The Sessions

Movie #9 of the holiday season is a wonderful character study called The Sessions, an inexpensive independent film that has already garnered Golden Globe nominations and Oscar buzz.  This may be hard to find in your local area but find it before the awards season.

The Sessions (John Hawkes, Helen Hunt, William H. Macy) – Amazing performances by John Hawkes (Oscar nominee for Winter’s Bone), Helen Hunt (Oscar winner for As Good As It Gets), and William H. Macy (Oscar nominee for Fargo) give this truly “small” film incredible power as a character study about a polio victim’s desire to have sex before he dies.  Shot for about $1 million, which can be the price tag of filming one Super Bowl commercial, The Sessions has grossed over $6 million as of the end of 2012.  With Golden Globe nominations for Hawkes and Hunt, The Sessions is one of the “it” independent movies of the year.

 

It is a true story.  Mark O’Brien (Hawkes) is a polio victim (circa 1988) restricted to his iron lung all but 3-4 hours at a time.  He is a poet and journalist who has come to grips with his illness and refuses to be beaten by it despite living years beyond his life expectancy.  His caregivers do everything for him.  He is not paralyzed; he has all the same feelings most of us do but he just doesn’t have muscle control, including the ability to breathe, thus his dependency on the iron lung.  With a wonderful sense of humor and a gift for words, O’Brien wants to experience every part of life.  He has no women in his life other than one of his caregivers, and he hates her.  So he asks his new priest (William H. Macy in one his patented second-banana roles) if it is okay if he fires her, fearing that he is sinning.  He cans her and moves on to a young, beautiful woman with whom he falls in love.  Though clearly fond of him, she leaves rather than face the fact that she may be in love with a severely disabled person.

 

O’Brien seeks a therapist and confides his desire to have carnal knowledge of a woman before his inevitable young death.  Enter Cheryl (Hunt), a professional sex surrogate, who is part psychologist and part paramour.  She is not a prostitute, she makes clear, because a prostitute “wants repeat business and I don’t.”  Plus.

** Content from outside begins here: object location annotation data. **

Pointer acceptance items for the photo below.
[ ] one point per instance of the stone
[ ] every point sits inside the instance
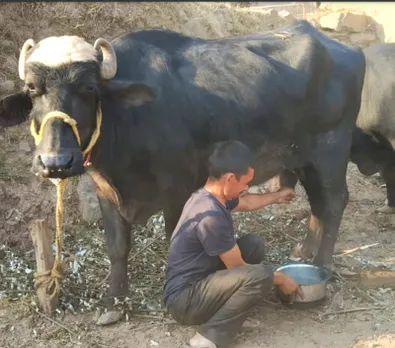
(24, 146)
(88, 201)
(331, 21)
(354, 22)
(111, 317)
(357, 38)
(269, 19)
(7, 86)
(287, 18)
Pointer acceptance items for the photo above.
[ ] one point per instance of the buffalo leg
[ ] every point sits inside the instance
(172, 213)
(284, 179)
(324, 180)
(325, 184)
(388, 174)
(312, 241)
(117, 234)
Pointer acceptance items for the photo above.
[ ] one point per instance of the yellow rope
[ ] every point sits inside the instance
(51, 279)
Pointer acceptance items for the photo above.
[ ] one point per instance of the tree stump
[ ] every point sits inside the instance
(42, 241)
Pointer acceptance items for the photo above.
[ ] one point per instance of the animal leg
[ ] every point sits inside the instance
(117, 234)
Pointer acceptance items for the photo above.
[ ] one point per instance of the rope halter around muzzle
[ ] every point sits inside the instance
(51, 279)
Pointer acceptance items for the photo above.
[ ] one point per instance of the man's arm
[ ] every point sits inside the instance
(250, 202)
(232, 258)
(285, 283)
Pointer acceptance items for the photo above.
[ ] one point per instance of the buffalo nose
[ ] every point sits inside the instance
(57, 162)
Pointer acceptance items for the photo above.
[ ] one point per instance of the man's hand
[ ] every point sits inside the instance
(285, 196)
(287, 285)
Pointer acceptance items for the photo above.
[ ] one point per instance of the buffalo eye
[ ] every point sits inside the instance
(31, 87)
(88, 88)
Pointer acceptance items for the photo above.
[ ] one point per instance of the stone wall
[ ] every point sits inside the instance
(381, 12)
(349, 27)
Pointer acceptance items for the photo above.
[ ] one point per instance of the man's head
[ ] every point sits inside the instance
(231, 167)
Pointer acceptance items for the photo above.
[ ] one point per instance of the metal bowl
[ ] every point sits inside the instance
(311, 279)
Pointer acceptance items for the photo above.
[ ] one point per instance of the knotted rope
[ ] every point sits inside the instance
(51, 278)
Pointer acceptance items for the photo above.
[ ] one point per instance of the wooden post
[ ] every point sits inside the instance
(42, 241)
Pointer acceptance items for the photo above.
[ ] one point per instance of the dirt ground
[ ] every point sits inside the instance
(355, 314)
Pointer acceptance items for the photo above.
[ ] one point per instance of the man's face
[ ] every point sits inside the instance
(233, 187)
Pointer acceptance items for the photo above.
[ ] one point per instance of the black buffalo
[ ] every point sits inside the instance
(373, 142)
(291, 95)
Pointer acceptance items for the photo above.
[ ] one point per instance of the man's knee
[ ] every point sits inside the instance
(252, 248)
(259, 279)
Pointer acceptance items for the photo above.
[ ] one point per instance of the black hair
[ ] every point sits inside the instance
(230, 157)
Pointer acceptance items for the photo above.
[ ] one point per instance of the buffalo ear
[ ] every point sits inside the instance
(131, 93)
(14, 109)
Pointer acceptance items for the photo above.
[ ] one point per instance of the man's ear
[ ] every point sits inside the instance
(14, 109)
(131, 93)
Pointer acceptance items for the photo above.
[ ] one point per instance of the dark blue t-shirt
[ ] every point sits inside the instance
(204, 231)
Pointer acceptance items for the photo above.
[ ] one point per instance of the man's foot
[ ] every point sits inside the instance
(199, 341)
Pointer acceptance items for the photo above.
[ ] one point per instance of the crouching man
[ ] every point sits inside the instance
(213, 280)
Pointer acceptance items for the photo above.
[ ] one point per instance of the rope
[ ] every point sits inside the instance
(51, 279)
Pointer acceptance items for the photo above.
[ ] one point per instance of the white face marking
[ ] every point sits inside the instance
(56, 51)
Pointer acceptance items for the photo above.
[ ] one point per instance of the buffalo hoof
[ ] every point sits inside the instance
(111, 317)
(386, 210)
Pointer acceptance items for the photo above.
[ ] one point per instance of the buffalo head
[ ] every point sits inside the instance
(62, 76)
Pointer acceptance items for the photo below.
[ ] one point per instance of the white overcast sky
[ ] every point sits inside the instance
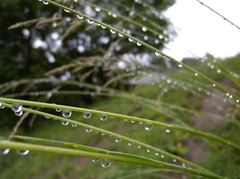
(201, 31)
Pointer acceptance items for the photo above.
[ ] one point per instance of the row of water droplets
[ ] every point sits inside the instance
(130, 39)
(66, 113)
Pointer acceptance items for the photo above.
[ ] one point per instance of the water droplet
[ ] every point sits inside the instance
(87, 115)
(5, 151)
(1, 105)
(66, 10)
(66, 113)
(23, 152)
(58, 110)
(112, 31)
(118, 140)
(90, 21)
(95, 159)
(105, 162)
(130, 143)
(148, 126)
(79, 17)
(65, 123)
(98, 9)
(19, 113)
(89, 130)
(74, 125)
(144, 29)
(45, 2)
(103, 117)
(16, 107)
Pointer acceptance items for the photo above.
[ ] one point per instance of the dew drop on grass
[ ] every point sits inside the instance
(112, 31)
(148, 126)
(19, 113)
(23, 152)
(66, 113)
(65, 123)
(16, 107)
(89, 130)
(103, 117)
(118, 140)
(87, 115)
(5, 151)
(58, 110)
(105, 162)
(79, 17)
(95, 159)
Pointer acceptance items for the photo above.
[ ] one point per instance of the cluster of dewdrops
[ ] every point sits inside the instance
(17, 108)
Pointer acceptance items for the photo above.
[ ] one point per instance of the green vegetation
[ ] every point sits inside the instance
(111, 97)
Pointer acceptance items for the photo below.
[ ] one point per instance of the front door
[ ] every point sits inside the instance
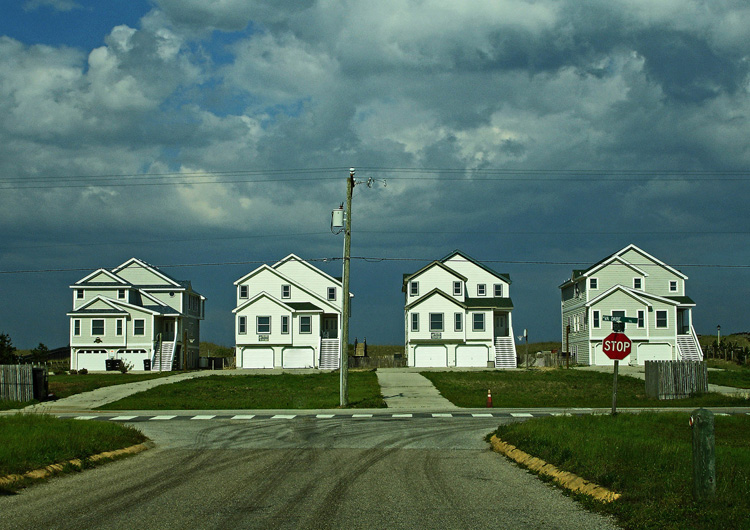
(330, 328)
(501, 325)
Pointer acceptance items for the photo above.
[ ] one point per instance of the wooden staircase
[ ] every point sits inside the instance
(505, 352)
(329, 354)
(689, 348)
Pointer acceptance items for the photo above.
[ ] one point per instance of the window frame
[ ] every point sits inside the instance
(665, 319)
(104, 327)
(474, 322)
(258, 325)
(442, 322)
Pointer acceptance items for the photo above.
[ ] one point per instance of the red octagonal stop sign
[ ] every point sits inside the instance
(616, 346)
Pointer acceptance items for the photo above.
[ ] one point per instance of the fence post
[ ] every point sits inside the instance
(704, 454)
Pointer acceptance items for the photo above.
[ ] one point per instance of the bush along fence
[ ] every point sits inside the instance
(23, 382)
(676, 379)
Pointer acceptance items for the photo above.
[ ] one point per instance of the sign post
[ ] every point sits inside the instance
(616, 346)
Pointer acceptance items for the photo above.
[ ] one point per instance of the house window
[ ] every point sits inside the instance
(617, 314)
(263, 325)
(436, 322)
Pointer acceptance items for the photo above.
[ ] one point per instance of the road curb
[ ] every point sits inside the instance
(52, 469)
(565, 479)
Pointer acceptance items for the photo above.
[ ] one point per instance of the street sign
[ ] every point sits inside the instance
(616, 346)
(618, 318)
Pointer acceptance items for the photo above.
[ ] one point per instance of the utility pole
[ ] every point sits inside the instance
(344, 371)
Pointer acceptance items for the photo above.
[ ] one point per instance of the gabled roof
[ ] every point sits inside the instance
(263, 295)
(503, 276)
(97, 272)
(642, 296)
(408, 277)
(151, 268)
(617, 256)
(294, 257)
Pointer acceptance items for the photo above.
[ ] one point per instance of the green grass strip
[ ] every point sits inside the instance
(32, 441)
(648, 459)
(282, 391)
(556, 388)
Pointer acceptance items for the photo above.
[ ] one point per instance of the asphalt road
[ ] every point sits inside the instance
(426, 473)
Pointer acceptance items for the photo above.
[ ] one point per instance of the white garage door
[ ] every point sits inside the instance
(471, 356)
(257, 358)
(429, 356)
(654, 352)
(298, 358)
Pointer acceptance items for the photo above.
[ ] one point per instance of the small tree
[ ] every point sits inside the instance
(40, 353)
(7, 350)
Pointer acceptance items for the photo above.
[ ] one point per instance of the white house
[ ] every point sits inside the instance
(458, 313)
(288, 315)
(634, 284)
(134, 312)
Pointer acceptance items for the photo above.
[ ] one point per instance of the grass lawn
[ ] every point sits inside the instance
(648, 459)
(556, 388)
(283, 391)
(31, 441)
(65, 385)
(732, 374)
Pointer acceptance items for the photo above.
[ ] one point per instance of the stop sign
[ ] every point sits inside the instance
(616, 346)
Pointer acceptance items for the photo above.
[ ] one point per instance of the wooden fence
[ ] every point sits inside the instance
(675, 379)
(16, 382)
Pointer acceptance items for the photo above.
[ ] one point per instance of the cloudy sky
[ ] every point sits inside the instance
(208, 137)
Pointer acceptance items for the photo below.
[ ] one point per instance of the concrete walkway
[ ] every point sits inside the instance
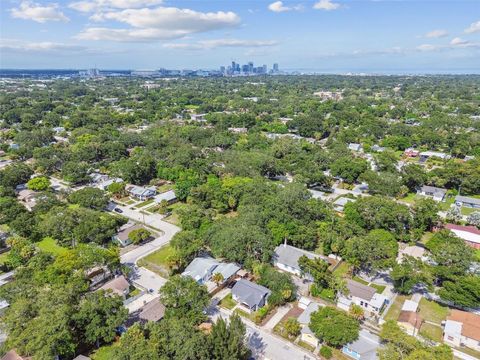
(281, 312)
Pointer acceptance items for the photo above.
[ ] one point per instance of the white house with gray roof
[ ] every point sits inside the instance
(362, 295)
(437, 194)
(201, 269)
(250, 295)
(285, 257)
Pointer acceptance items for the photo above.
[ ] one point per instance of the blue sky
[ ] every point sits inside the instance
(322, 35)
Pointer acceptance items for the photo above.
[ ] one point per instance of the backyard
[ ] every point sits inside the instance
(158, 261)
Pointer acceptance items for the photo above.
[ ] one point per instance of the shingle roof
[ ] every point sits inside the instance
(359, 290)
(249, 293)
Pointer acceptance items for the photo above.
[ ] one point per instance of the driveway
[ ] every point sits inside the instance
(142, 277)
(265, 345)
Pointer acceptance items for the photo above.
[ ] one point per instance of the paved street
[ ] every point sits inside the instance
(142, 277)
(265, 345)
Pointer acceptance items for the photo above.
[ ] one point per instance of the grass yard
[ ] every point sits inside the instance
(145, 203)
(158, 261)
(360, 280)
(410, 198)
(467, 211)
(395, 308)
(3, 257)
(227, 302)
(49, 245)
(306, 346)
(103, 353)
(244, 314)
(433, 311)
(342, 269)
(379, 288)
(165, 188)
(431, 332)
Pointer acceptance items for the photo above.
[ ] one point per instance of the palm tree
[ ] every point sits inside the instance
(217, 278)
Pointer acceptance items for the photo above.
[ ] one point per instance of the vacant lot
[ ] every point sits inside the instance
(158, 261)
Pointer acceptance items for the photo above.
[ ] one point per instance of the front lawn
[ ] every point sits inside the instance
(342, 269)
(50, 246)
(379, 288)
(431, 332)
(432, 311)
(227, 302)
(158, 261)
(395, 309)
(104, 353)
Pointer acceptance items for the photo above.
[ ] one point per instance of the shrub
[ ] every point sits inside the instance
(326, 352)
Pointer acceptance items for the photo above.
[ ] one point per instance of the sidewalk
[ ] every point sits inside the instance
(281, 312)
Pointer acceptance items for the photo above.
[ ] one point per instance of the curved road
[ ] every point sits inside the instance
(141, 276)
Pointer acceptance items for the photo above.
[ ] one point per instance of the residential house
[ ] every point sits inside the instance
(306, 334)
(122, 236)
(467, 202)
(141, 193)
(202, 269)
(168, 196)
(425, 155)
(339, 204)
(119, 286)
(409, 318)
(462, 329)
(152, 311)
(364, 348)
(250, 295)
(378, 148)
(286, 257)
(362, 295)
(411, 152)
(469, 234)
(437, 194)
(355, 147)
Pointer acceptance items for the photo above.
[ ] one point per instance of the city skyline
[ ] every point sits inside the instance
(323, 36)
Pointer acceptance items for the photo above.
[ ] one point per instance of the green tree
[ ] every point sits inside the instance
(409, 273)
(139, 235)
(227, 341)
(184, 297)
(40, 183)
(463, 291)
(98, 315)
(333, 326)
(89, 197)
(375, 251)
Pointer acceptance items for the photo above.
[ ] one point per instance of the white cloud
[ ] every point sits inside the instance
(474, 27)
(96, 5)
(36, 12)
(39, 47)
(278, 6)
(158, 24)
(436, 33)
(212, 44)
(326, 5)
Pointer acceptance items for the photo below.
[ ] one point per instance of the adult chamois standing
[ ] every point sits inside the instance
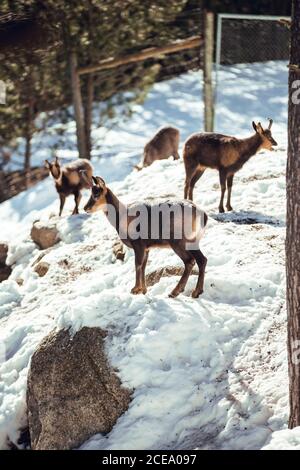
(224, 153)
(162, 145)
(186, 220)
(69, 180)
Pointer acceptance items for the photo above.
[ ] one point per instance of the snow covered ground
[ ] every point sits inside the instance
(207, 373)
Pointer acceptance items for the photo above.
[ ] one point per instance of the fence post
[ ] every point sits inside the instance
(207, 71)
(78, 107)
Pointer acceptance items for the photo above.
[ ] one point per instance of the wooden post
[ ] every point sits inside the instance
(293, 223)
(207, 71)
(78, 107)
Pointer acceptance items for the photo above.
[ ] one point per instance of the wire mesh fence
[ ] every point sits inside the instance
(247, 39)
(252, 54)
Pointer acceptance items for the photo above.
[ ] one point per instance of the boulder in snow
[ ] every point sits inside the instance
(42, 268)
(72, 392)
(5, 271)
(44, 234)
(154, 277)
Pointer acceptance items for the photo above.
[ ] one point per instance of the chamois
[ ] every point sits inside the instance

The maximum number of sessions is six.  The interactions between Mark and Cheryl form the heart of Director Ben Lewin’s screenplay.  They are electric moments punctuated by pretty frank nudity that seems more natural than gratuitous.  (Yes, Helen Hunt looks great coming up on her 50th birthday this year.) As an audience, you feel sorry for O’Brien as you root for him to be able to overcome his disability, his naïveté, his inexperience, and his deep-seeded guilt.

 

Hawkes is transcending as O’Brien.  In Winter’s Bone, he was gruff, uncaring, and contemptible.  Here, he is soft-spoken, gentle, funny and self-effacing.  In a year with fabulous male performances, he deserves an Oscar nomination even if he has to watch Daniel Day-Lewis collect the Academy Award for Best Actor.  Hunt is daring and sensitive and deserves the Golden Globe nomination.  Macy is wonderful, too, in a role completely designed to move the plot.

 

If you’re not shy about sex and want to see three fine actors performing a movie that feels like a play, make sure you see, rent or buy The Sessions.